I’ve had glasses since I was about 2 years old. For some reason my brain decided it only wanted to look through my right eye, then my left became weak and developed a strabisthmus (turn in toward my nose). Bring on the sexy glasses!
Although glasses straightened it out most of the way, junior year of high school I had surgery to completely straighten it out. That also meant I could finally wear contacts for the first time in my life!
It was such a strange transition. I had phantom glasses syndrome, where I’d try to push them up on my nose even thought they weren’t there anymore. I got used to the contact world quickly, but my vision was still unfabulous even with them.
You know your vision gets worse as you grow older? Well my younger self asked my dad once, since my vision was already terrible could it get better instead? He told me he didn’t see why that couldn’t possibly happen so I kept my hopes up…
Then I went to my eye doctor yesterday, and he reduced my prescription for the second time in the past to years – I can now see 20/25 with my contacts! Even he was even impressed – “Not bad for a blind lady, right?”. I know that sounds sad to most of you with perfect (I hate you) vision, but I feel like I am slowly seeing more of the world that we live in and it makes me happy.

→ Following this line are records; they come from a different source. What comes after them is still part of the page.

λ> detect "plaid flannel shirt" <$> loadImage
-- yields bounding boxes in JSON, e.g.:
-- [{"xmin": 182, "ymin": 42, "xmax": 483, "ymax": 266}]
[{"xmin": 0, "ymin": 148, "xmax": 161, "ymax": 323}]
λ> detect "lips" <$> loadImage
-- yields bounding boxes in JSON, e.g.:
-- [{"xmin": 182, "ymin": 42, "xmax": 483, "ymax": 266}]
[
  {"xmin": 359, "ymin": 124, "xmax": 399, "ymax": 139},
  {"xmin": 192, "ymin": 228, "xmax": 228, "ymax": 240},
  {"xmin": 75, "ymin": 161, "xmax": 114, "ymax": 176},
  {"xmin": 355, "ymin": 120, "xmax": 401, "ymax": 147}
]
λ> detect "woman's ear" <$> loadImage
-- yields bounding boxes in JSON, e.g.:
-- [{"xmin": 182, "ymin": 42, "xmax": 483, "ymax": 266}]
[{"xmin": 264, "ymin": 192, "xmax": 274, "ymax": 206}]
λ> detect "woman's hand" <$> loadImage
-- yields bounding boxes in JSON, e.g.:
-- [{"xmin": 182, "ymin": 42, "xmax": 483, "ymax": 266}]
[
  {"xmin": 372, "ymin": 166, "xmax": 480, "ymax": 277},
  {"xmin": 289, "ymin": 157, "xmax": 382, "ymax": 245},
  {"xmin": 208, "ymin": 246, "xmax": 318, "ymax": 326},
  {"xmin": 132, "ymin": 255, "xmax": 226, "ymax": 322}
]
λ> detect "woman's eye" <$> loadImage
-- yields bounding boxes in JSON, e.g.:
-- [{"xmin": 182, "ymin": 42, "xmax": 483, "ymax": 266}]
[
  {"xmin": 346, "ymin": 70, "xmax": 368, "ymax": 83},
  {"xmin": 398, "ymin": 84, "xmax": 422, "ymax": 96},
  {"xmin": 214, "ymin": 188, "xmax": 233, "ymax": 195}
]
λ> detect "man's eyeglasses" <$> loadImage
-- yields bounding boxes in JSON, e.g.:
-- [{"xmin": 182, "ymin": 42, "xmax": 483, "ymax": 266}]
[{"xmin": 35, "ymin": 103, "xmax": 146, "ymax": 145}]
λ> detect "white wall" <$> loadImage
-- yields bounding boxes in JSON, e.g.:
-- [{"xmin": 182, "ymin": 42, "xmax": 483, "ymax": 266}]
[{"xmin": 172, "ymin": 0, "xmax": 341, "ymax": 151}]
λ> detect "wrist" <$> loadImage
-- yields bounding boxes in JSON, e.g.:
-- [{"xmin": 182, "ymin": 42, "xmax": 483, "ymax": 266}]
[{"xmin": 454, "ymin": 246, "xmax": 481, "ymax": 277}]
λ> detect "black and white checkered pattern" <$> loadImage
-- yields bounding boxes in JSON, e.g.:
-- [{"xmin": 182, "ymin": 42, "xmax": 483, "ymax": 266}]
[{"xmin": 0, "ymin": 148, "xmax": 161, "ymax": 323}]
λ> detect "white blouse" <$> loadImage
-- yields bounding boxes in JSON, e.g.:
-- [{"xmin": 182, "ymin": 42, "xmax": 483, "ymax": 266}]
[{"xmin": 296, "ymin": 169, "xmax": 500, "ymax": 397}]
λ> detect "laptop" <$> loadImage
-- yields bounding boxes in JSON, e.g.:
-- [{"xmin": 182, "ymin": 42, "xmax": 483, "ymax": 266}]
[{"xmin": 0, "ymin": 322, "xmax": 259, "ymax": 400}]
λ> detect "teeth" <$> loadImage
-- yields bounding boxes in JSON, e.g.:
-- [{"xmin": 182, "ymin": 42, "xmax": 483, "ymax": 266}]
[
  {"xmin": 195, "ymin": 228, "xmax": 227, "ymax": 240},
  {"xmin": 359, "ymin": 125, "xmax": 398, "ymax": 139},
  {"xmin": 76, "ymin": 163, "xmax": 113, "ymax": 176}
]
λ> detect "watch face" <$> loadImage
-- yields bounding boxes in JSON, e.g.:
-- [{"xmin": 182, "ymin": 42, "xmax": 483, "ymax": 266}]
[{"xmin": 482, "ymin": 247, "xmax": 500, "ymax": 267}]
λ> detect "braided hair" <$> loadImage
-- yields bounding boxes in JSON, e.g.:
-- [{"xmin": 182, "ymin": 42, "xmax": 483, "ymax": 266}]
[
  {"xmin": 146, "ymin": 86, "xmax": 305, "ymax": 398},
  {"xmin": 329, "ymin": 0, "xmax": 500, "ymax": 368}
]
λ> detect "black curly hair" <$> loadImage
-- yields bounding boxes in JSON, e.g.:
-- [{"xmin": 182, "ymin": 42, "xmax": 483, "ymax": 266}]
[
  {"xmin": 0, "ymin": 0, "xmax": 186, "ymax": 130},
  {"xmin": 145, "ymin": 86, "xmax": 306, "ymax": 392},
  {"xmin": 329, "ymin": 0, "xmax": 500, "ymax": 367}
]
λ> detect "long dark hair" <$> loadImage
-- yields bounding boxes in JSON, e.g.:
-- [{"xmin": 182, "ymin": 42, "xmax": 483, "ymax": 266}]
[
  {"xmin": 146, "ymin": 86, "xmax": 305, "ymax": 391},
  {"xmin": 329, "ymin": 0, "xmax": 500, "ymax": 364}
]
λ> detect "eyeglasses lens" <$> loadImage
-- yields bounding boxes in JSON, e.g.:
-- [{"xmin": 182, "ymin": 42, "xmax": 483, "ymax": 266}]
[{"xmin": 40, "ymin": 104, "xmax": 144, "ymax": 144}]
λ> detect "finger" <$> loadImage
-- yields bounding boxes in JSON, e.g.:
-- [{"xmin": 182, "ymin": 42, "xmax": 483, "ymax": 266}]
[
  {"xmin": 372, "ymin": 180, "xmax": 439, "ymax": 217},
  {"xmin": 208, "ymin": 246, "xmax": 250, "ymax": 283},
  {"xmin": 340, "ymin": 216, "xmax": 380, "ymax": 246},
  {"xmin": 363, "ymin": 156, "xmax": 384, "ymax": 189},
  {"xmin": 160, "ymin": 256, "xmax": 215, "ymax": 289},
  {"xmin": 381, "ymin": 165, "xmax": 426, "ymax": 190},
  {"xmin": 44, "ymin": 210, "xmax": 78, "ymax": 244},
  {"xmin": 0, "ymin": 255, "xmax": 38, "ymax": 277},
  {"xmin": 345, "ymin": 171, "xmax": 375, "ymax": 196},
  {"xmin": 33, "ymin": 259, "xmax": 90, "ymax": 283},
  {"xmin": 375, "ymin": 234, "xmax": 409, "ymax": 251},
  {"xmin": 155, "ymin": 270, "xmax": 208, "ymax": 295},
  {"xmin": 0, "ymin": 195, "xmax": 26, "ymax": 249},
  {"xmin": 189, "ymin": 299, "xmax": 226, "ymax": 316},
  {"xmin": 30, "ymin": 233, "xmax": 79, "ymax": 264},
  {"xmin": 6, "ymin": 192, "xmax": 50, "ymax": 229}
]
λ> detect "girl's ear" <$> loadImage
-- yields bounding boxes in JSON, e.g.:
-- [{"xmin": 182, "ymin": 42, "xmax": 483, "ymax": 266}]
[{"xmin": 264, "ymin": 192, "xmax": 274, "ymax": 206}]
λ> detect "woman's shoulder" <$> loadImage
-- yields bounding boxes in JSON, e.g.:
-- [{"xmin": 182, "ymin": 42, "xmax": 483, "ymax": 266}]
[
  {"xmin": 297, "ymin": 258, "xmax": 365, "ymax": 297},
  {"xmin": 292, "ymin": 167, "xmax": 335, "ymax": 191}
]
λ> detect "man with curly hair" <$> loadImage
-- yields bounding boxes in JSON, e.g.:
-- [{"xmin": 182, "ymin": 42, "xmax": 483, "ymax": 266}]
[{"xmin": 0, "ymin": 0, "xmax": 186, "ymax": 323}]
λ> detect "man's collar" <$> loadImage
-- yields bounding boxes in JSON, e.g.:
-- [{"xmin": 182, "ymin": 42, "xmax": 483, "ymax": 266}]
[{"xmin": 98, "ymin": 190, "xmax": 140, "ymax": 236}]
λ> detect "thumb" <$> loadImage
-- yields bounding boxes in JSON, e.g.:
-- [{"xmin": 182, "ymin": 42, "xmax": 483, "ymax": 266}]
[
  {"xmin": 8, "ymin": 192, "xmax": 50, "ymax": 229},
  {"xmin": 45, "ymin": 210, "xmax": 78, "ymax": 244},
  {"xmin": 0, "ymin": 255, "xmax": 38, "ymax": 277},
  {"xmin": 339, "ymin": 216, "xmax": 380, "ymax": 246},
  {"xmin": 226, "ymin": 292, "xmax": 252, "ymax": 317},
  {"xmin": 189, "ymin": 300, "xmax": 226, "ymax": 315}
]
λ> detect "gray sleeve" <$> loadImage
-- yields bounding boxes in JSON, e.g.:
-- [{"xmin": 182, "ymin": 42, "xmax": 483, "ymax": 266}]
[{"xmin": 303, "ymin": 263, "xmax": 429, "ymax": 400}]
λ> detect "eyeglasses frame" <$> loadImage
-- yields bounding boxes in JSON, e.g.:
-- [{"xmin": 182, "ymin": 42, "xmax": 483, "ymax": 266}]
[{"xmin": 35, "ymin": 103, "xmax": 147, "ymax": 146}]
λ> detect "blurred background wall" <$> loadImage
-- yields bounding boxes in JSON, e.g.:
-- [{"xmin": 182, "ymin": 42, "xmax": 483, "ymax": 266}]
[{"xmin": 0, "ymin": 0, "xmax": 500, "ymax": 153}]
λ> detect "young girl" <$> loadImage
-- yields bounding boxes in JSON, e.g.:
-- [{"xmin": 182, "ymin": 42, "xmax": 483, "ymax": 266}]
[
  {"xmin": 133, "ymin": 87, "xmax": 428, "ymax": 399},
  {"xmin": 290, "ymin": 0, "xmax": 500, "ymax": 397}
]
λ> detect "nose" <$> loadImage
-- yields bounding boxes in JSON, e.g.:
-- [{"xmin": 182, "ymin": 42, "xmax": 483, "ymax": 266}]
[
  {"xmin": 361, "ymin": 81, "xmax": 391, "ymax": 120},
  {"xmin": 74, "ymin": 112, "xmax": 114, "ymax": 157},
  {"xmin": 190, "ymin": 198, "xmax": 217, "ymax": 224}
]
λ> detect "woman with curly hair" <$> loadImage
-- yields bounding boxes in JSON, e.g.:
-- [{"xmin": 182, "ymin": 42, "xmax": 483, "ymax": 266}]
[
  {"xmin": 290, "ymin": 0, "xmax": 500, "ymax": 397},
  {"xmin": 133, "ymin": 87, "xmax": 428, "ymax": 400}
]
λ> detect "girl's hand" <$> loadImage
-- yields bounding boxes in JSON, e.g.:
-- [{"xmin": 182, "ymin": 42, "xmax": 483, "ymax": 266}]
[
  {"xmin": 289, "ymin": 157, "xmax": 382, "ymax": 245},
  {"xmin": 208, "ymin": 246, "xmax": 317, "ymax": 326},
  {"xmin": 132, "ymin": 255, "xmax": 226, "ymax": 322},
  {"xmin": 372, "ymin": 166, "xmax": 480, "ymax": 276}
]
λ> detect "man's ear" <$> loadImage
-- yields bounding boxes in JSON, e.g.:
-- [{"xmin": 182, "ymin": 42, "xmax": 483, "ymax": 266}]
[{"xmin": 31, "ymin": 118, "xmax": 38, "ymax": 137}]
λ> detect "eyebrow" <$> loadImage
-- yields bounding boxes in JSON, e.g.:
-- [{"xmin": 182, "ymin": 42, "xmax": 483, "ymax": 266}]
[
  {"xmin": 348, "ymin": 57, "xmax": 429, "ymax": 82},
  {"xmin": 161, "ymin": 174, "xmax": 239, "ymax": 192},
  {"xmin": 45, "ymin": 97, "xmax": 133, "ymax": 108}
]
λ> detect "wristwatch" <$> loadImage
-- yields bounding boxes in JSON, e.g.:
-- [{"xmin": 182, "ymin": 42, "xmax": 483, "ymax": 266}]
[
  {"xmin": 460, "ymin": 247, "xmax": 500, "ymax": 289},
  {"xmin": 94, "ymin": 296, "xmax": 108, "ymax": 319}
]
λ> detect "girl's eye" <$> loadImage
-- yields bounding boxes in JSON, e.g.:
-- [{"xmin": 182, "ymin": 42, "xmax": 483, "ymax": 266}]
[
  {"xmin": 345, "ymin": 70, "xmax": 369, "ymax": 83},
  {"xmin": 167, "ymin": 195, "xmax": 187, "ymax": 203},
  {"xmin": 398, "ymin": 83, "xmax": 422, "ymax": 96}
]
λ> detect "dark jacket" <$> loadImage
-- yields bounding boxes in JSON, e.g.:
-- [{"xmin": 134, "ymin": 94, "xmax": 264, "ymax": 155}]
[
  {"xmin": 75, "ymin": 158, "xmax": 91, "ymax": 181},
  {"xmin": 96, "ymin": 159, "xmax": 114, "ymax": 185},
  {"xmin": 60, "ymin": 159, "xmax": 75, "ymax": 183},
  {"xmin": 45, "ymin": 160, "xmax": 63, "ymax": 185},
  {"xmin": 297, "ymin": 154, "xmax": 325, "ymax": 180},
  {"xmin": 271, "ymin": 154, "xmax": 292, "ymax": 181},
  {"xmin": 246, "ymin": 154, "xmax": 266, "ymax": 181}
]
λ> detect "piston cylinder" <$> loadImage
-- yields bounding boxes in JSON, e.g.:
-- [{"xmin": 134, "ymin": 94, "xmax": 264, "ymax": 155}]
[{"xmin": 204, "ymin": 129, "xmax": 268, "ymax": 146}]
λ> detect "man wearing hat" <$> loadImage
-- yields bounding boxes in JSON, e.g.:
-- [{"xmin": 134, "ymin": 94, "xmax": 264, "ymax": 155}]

Since I woke up still happy about my eyes this morning, I decided to make myself a bigger-than-usual weekday breakfast. I promise it still only took me 30 minutes to cook this, eat it, get dressed and get out of the door (granted I do shower at night). And it was so good! I love my various food magazine subscriptions but Women’s Health rocks for this one.
Another great option is breakfast quesadillas. Or if you’re evidently as breakfast burrito obsessed as I am, I also have recipes for Chorizo Breakfast Burritos for extra spice, Breakfast Quinoa Burrito Bowls for more protein, and Better Breakfast Burritos with sneaky vegetables.
Post updated 5/8/2023, photo above is the original.
- 2 Tbsp salsa
- 1/4 cup shredded low-fat cheddar cheese
- 1/4 cup fresh cilantro
- 1 large egg plus 2 large egg whites, beaten
- 1/2 cup diced lean ham
- 1 large (12'') whole-wheat tortilla
- In a nonstick skillet coated with cooking spray, saute the diced ham over medium-high heat, just until the surface starts to brown, about 5 minutes. Place the cooked ham in the tortilla.
- Add more cooking spray to the skillet and return to medium heat. Scramble the eggs together with the cilantro until no longer runny, about 5 minutes. Add the eggs to the tortilla, top with the cheese and salsa, fold, and serve immediately.